Article published in resourse.co by Charles Newman.
DS Smith to trial pulp from waste straw and grain
The FTSE 100 packaging company is partnering with Nafici Environmental Research (NER) to test application of waste cellulose materials in paper production, through adding pulp from waste agricultural products to pulp from virgin and recovered fibres.
DS Smith has today announced a collaborative trial with the West Sussex-based research and development specialist, which has been developing techniques for turning cereal straw and other by-products into unbleached paper pulp.
The company states that this initiative is the ‘latest development’ in its Now and Next strategy. The partnership with Nafici will explore the potential for waste products from cereal crops to provide a ‘second harvest’ through use in the papermaking process.Through collaboration at DS Smith’s research facility at its Kemsley Mill, in Sittingbourne, Kent, the partnership will draw upon Nafici’s EcoPulping process, which aims to use less water and energy than conventional pulping, as well as offering additional strength to the resulting cardboard.

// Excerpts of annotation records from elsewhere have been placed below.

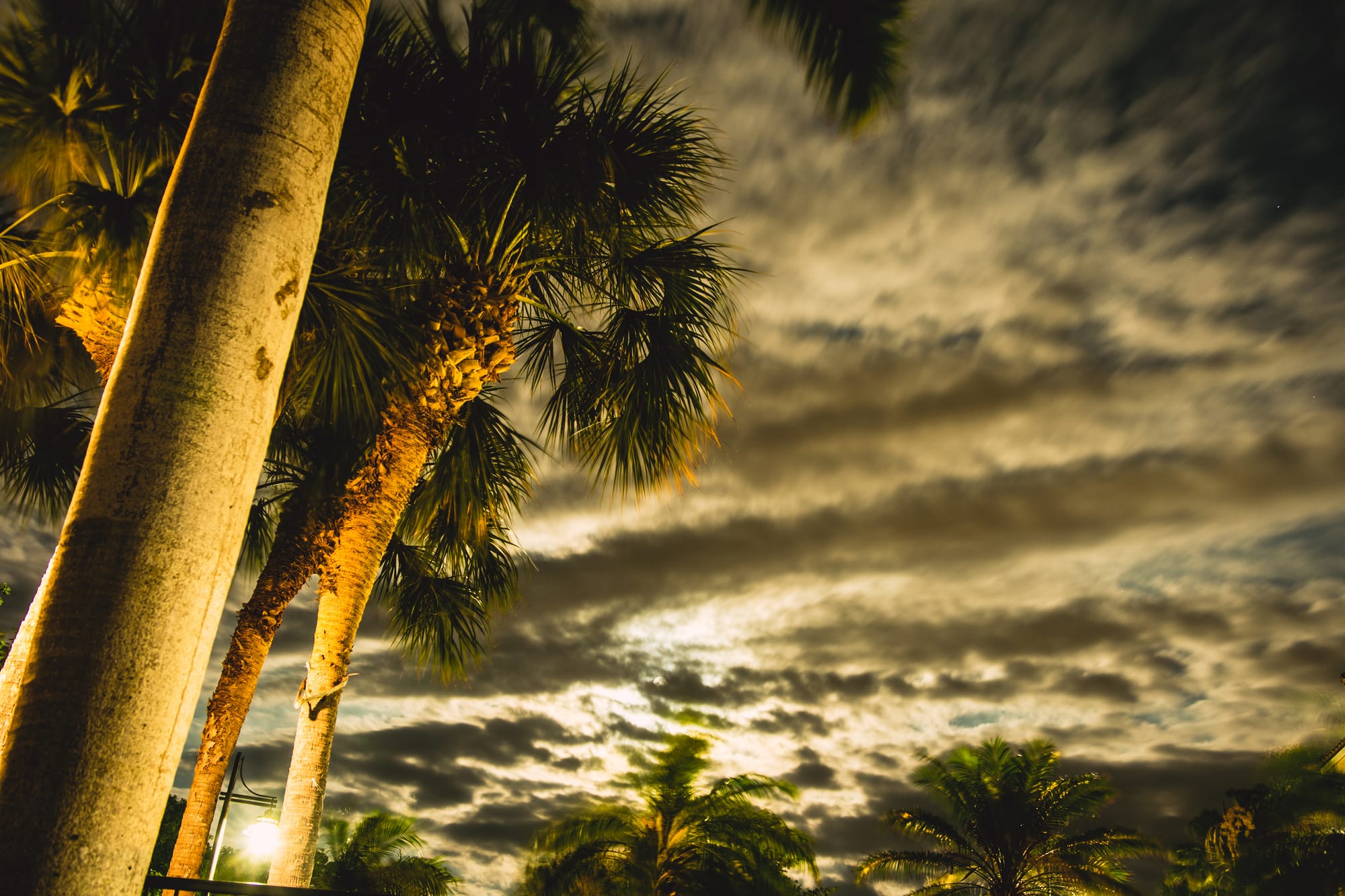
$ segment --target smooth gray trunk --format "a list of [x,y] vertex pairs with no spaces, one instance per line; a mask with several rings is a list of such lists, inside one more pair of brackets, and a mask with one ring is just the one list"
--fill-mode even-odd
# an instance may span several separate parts
[[32,624],[15,896],[132,896],[200,693],[317,244],[367,0],[233,0]]

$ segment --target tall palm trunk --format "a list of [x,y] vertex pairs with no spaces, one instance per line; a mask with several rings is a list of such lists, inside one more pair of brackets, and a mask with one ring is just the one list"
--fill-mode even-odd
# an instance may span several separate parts
[[430,451],[452,416],[514,363],[514,319],[522,284],[508,276],[455,283],[425,309],[428,361],[410,394],[383,414],[382,429],[347,486],[336,548],[317,587],[317,630],[295,708],[299,725],[285,782],[268,883],[307,887],[313,874],[336,706],[350,652],[383,552]]
[[0,755],[16,895],[139,893],[233,577],[367,0],[233,0]]
[[[61,304],[61,313],[56,316],[58,324],[70,328],[79,336],[79,342],[83,343],[98,369],[98,378],[104,386],[108,385],[108,374],[112,373],[112,362],[117,359],[117,348],[121,346],[121,336],[126,327],[126,304],[106,284],[86,278],[75,284],[70,297]],[[9,737],[9,721],[13,718],[13,705],[19,698],[19,683],[28,667],[32,626],[42,609],[46,583],[47,577],[43,576],[42,584],[19,624],[19,631],[15,632],[13,643],[9,646],[9,657],[0,667],[0,753],[4,753],[4,745]]]
[[339,525],[335,510],[336,502],[320,495],[295,494],[285,502],[266,565],[257,576],[252,597],[238,611],[219,683],[206,704],[206,724],[168,865],[169,877],[195,877],[200,869],[219,787],[257,693],[262,663],[289,601],[331,554]]

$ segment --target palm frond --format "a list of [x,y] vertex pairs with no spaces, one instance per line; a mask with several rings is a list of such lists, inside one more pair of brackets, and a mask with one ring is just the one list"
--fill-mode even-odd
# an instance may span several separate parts
[[74,494],[89,433],[91,408],[59,402],[0,406],[0,487],[20,514],[59,522]]
[[803,58],[808,86],[847,130],[896,102],[908,0],[748,0]]
[[970,862],[956,853],[933,853],[916,850],[880,850],[870,853],[854,866],[857,884],[885,880],[928,880],[939,879],[940,887],[962,883]]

According to DS Smith’s research, use of these materials could lessen the need for virgin fibres in the papermaking process by up to 10 per cent.
Nick Thompson, DS Smith’s Materials Development Director, commented on the trial’s importance “DS Smith has built a reputation for being at the forefront of innovation in the recycling aspect of its operation, in part demonstrated by the investment into the R&D Fibre & Paper Development Lab (based at Kemsley Mill) and our ongoing partnership with Nafici. Businesses are keen to understand how they can adopt more circularity into their supply chains and finding secondary uses for what are currently seen as waste materials are key to that.

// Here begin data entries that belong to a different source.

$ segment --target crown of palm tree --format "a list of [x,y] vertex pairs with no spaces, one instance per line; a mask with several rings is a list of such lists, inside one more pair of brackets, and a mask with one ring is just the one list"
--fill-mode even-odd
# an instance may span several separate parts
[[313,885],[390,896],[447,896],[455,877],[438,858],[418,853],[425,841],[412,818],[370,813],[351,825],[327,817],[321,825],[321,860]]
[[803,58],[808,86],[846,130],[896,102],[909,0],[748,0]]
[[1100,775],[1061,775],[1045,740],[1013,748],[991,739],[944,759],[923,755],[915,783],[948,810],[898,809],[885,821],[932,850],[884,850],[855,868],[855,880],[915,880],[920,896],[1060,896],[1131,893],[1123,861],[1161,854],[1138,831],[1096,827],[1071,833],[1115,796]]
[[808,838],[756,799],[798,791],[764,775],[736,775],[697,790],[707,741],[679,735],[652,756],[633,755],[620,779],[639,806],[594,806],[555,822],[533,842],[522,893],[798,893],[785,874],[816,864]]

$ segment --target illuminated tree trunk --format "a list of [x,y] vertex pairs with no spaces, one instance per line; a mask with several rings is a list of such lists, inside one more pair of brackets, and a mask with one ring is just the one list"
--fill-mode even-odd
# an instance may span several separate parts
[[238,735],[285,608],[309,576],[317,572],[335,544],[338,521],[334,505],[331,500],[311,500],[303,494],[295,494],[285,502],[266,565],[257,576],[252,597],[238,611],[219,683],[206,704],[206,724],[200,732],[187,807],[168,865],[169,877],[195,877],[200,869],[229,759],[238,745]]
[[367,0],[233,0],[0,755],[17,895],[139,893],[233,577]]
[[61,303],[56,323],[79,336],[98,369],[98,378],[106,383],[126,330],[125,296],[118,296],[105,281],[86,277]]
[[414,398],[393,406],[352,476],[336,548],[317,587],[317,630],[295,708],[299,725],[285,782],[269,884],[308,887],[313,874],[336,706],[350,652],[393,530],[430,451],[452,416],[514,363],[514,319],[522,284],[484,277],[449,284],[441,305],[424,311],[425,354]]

“Our Now & Next Sustainability strategy drives us to be leaders in helping the transition to a circular economy, so working with customers and partners across the supply chain to keep materials in use for as long as possible is an important part of that drive.”

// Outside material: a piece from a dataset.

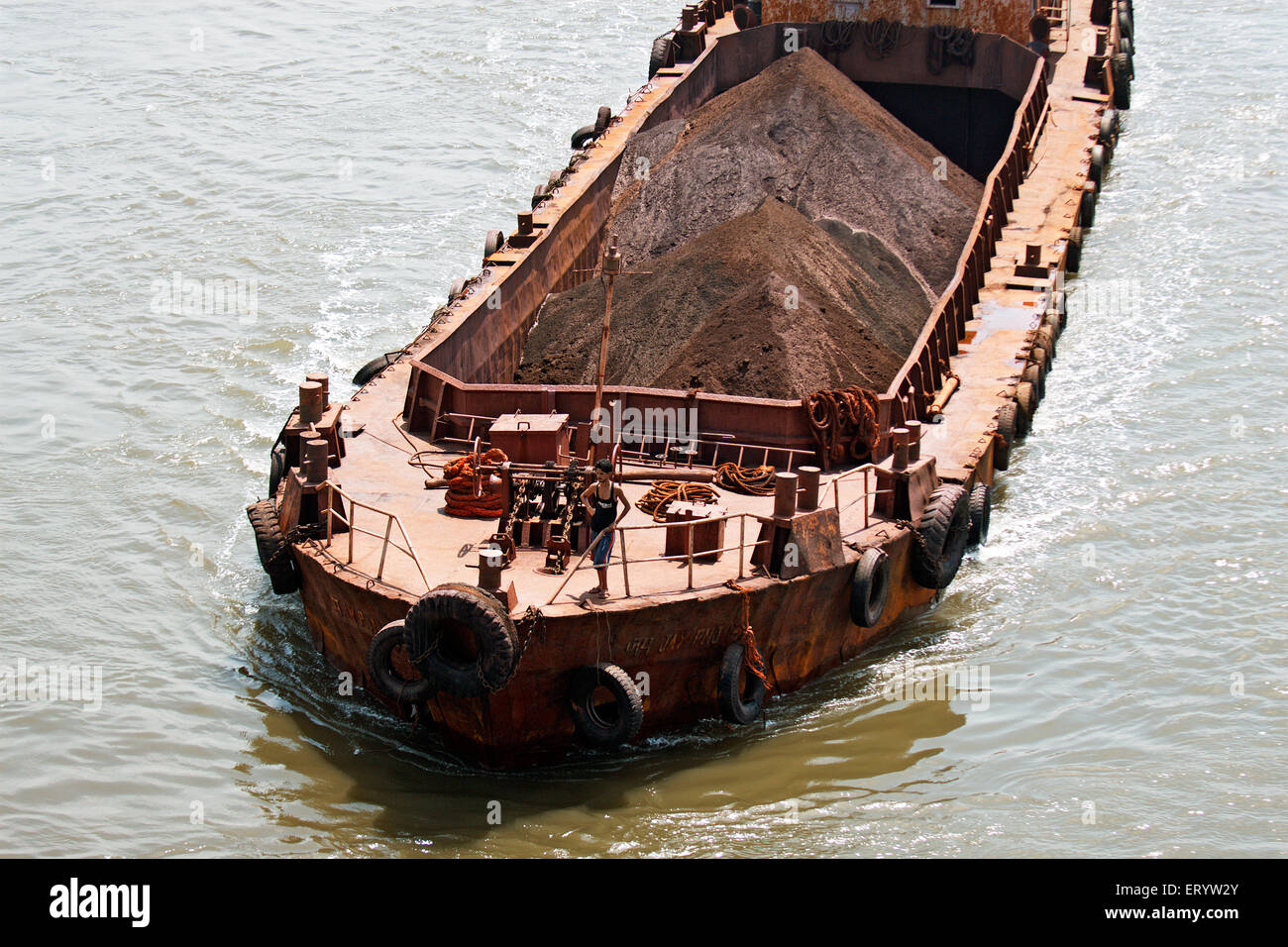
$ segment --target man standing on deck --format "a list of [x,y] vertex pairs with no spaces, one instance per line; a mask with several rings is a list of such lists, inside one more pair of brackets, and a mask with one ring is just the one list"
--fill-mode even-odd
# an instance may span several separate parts
[[[608,558],[613,553],[614,528],[622,518],[631,512],[631,501],[626,499],[622,488],[613,483],[613,461],[600,457],[595,461],[595,482],[582,491],[581,501],[586,504],[590,514],[590,535],[594,549],[590,560],[595,563],[595,572],[599,573],[599,588],[591,590],[591,595],[608,598]],[[617,504],[622,504],[621,515],[617,514]],[[607,532],[604,532],[607,530]],[[600,532],[604,532],[601,537]]]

Florence Miremadi-Nafici, Co-Founder and CEO of NER, said: “Our work with DS Smith is crucial in addressing the sustainability challenges associated with the increased demand for packaging. Through the pilot programme at Kemsley we hope to prove that alternative fibres, and particularly second harvest materials, can and will play an important role in the future of sustainable packaging.”
This investment marks the latest focus on packaging innovation for DS Smith. Last year the company partnered with Eat Happy to develop fully recyclable sushi packaging, which is expected to prevent up to 1,250 tonnes of plastic waste each year. Using Circular Design Metrics, DS Smith’s new sushi packaging reflects their commitment to the circular economy. The packaging is made from renewable materials and optimises supply chain sustainability.